In came Caspar, thin, yellow, and in soiled khaki. "They almost tore me to pieces," he cried, laughing. "They danced around like wild things." Then as they shook hands he dutifully said "How are you, sir?"

"How are you, my boy?" answered the Senator casually but kindly.

"Better than I might expect, sir," cried Caspar cheerfully. "We had a pretty hard time, you know."

"You look as if they'd given you a hard run," observed the father in a tone of slight interest.

Caspar was eager to tell. "Yes, sir," he said rapidly. "We did, indeed. Why, it was awful. We—any of us—were lucky to get out of it alive. It wasn't so much the Spaniards, you know. The Army took care of them all right. It was the fever and the—you know, we couldn't get anything to eat. And the mismanagement. Why, it was frightful."

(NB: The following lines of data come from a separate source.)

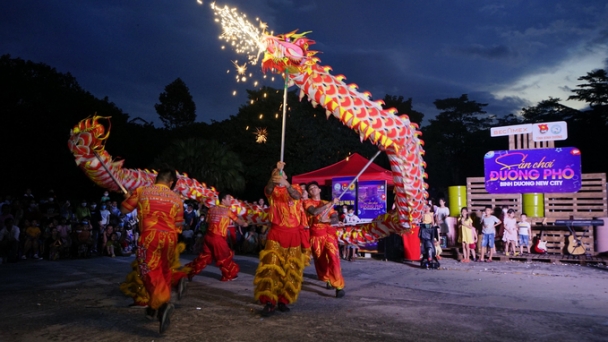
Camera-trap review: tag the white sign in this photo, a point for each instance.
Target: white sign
(550, 131)
(510, 130)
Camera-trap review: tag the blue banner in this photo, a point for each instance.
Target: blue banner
(543, 170)
(339, 185)
(372, 199)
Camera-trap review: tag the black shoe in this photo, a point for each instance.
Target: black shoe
(181, 288)
(150, 313)
(268, 310)
(164, 317)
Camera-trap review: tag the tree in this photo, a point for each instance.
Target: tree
(403, 107)
(454, 139)
(547, 111)
(206, 161)
(176, 107)
(595, 91)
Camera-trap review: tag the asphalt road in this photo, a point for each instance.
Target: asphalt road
(79, 300)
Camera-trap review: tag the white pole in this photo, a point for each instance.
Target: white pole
(284, 117)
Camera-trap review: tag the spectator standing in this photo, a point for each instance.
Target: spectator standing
(12, 233)
(82, 211)
(105, 197)
(32, 235)
(489, 223)
(466, 235)
(441, 214)
(510, 232)
(96, 225)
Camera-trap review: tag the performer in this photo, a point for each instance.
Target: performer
(215, 245)
(161, 214)
(305, 228)
(324, 242)
(278, 279)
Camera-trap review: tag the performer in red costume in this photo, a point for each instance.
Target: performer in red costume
(214, 242)
(278, 278)
(305, 228)
(323, 239)
(161, 213)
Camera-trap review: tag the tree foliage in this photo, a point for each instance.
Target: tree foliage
(206, 161)
(594, 91)
(176, 108)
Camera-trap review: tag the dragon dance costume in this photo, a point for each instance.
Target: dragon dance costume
(215, 245)
(324, 246)
(160, 212)
(278, 277)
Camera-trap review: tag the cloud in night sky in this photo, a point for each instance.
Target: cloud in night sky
(509, 54)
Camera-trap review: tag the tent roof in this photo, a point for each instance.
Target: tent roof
(349, 167)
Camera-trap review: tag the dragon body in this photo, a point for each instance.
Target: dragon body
(289, 54)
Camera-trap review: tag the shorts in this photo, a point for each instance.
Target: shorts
(488, 240)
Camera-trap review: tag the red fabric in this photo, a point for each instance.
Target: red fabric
(345, 168)
(411, 244)
(155, 254)
(215, 247)
(158, 208)
(327, 257)
(305, 237)
(284, 210)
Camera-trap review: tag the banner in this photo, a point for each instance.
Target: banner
(338, 186)
(372, 199)
(543, 170)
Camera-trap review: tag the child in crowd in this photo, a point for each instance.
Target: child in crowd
(510, 233)
(489, 223)
(525, 231)
(466, 238)
(473, 245)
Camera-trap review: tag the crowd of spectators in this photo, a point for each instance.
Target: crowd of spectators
(50, 228)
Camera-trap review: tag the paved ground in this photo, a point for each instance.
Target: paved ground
(79, 300)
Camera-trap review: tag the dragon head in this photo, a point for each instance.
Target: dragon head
(289, 51)
(91, 132)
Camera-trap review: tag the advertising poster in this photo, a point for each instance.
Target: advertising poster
(545, 170)
(339, 185)
(372, 199)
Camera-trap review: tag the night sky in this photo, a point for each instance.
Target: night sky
(509, 54)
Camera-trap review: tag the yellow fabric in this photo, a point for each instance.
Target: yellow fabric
(279, 272)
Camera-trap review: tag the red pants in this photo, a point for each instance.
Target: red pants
(156, 255)
(324, 246)
(215, 247)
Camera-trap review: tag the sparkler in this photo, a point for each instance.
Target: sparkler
(261, 134)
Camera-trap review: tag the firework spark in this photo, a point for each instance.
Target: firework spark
(261, 134)
(240, 33)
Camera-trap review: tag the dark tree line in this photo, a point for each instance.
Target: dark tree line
(39, 106)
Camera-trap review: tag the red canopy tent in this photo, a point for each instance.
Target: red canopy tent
(349, 167)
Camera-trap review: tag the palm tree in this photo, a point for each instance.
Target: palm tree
(206, 161)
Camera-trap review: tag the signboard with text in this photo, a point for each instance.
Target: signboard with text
(545, 170)
(541, 131)
(372, 199)
(339, 185)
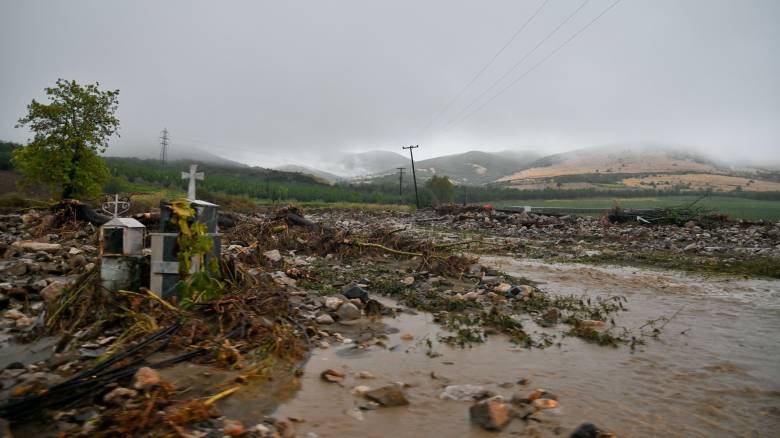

"Yes, I've heard," said the Senator. A certain wistful look came into his eyes, but he did not allow it to become prominent. Indeed, he suppressed it. "And you, Caspar? I suppose you did your duty?"

Caspar answered with becoming modesty. "Well, I didn't do more than anybody else, I don't suppose, but—well, I got along all right, I guess."

"And this great charge up San Juan Hill?" asked, the father slowly. "Were you in that?"

"Well—yes; I was in it," replied the son.